What is your coverage if a customer files a claim?
Internet liability policies vary from insurer to insurer; are you aware of key provisions in your policy?
- Are unauthorized access and introduction of a virus to your product or to others from your web site covered causes of loss? If so, is there a dollar sub-limit or a coverage restriction stipulating that it must be the result of an act by an outside 3rd party?
- Is there coverage for consequential loss to your customer and others as a result of such a loss?
- Is there a description of products or services on the policy declarations page? If so, is it a broad description encompassing all of your corporate products and services since a more restrictive description may limit your coverage? Better yet, do you have even potentially broader coverage that does not require a description?
- What is the definition of damages, e.g. if a disgruntled customer demands that your company repay the full value of the contract to him, would this be covered? Does your policy include “cost of contract” in the definition of damages for a covered claim to repay the cost of the contract to your customer if part of a claims settlement?
Because of the wide variations among coverage forms and responses to Internet-related losses, it is critical that insurance buyers, risk managers, and others involved in identifying risks of financial loss through the Internet consult their insurance professionals to determine exposures, gaps in coverage, and the insurance products that are best suited to meet the needs of their businesses. It is also critical that these same individuals be reminded that no insurance policy exists to cover all risks of financial loss. There will be times when other risk management techniques might be necessary or appropriate.
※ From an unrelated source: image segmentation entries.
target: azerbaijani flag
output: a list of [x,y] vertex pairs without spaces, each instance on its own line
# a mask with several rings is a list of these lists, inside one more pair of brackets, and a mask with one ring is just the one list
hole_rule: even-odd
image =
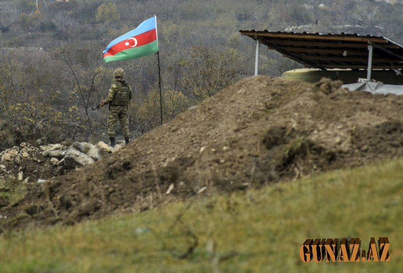
[[139,58],[157,51],[157,17],[154,16],[112,41],[102,53],[106,63]]

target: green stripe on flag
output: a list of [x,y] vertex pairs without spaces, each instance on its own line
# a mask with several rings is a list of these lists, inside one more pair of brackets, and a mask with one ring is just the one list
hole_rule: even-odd
[[113,56],[105,56],[104,57],[104,61],[106,63],[113,61],[122,61],[140,58],[157,51],[158,51],[158,43],[157,42],[157,40],[156,40],[153,42],[138,47],[129,48],[118,52]]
Clinical Trials Liability Considerations
By Walker Taylor IV, CPCU
Walker Taylor Agency, Inc.
A TechAssure Member
Unlike many forms of insurance, biotech clinical trials products liability is not standardized. Be prepared to buy wisely with these tips:
- Start Early. If you are trying to get a new drug or device to trial you will need to produce informed consent and protocol documents. If more than one country is involved, you should allow a minimum of six weeks to get your insurance in place. Investigative Review Boards may have issues with policy language and it can be a very time-consuming process.
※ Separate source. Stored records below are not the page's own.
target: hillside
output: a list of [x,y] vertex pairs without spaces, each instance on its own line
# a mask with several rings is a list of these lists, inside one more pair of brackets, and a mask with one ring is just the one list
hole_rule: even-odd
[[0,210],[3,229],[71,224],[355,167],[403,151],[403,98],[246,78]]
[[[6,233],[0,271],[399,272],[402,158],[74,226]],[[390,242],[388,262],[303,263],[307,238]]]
- Sell your company as a loss averse company. Believe it or not, companies perceived as taking a cavalier approach to losses do not receive the best deal or the best policy terms. No one wins in a loss, particularly not you. If the insurance company recommends taking action in any area (contract management, certificates, packaging, labeling, etc.) make an effort and do your best to comply.
- Choose the right limit. Your broker may be able to help you by providing limits benchmarking or historical claims data. Look at what limits your contracts require and have your broker review these sections. Finally, it may come down to how much can you afford and how well you will sleep at night with a given coverage. Ask your insurance company for deductible and limit options and you can make a good choice.
- Don’t forget to have your policy DICED! All policies have five areas to review. Declarations: Who is being insured? What locations? What product? What limits, dates, and forms? Insuring agreement: What has the insurer agreed to insure you for? Against what causes of loss? Conditions: What must you do following a loss? What are the reporting requirements? Exclusions: What is not covered? This is a very important section as it may lay out very specific technical exclusions. They can be negotiated in some circumstances but you have to ask. Definitions: The same word can mean different things; make sure that you understand how your policy defines important terms.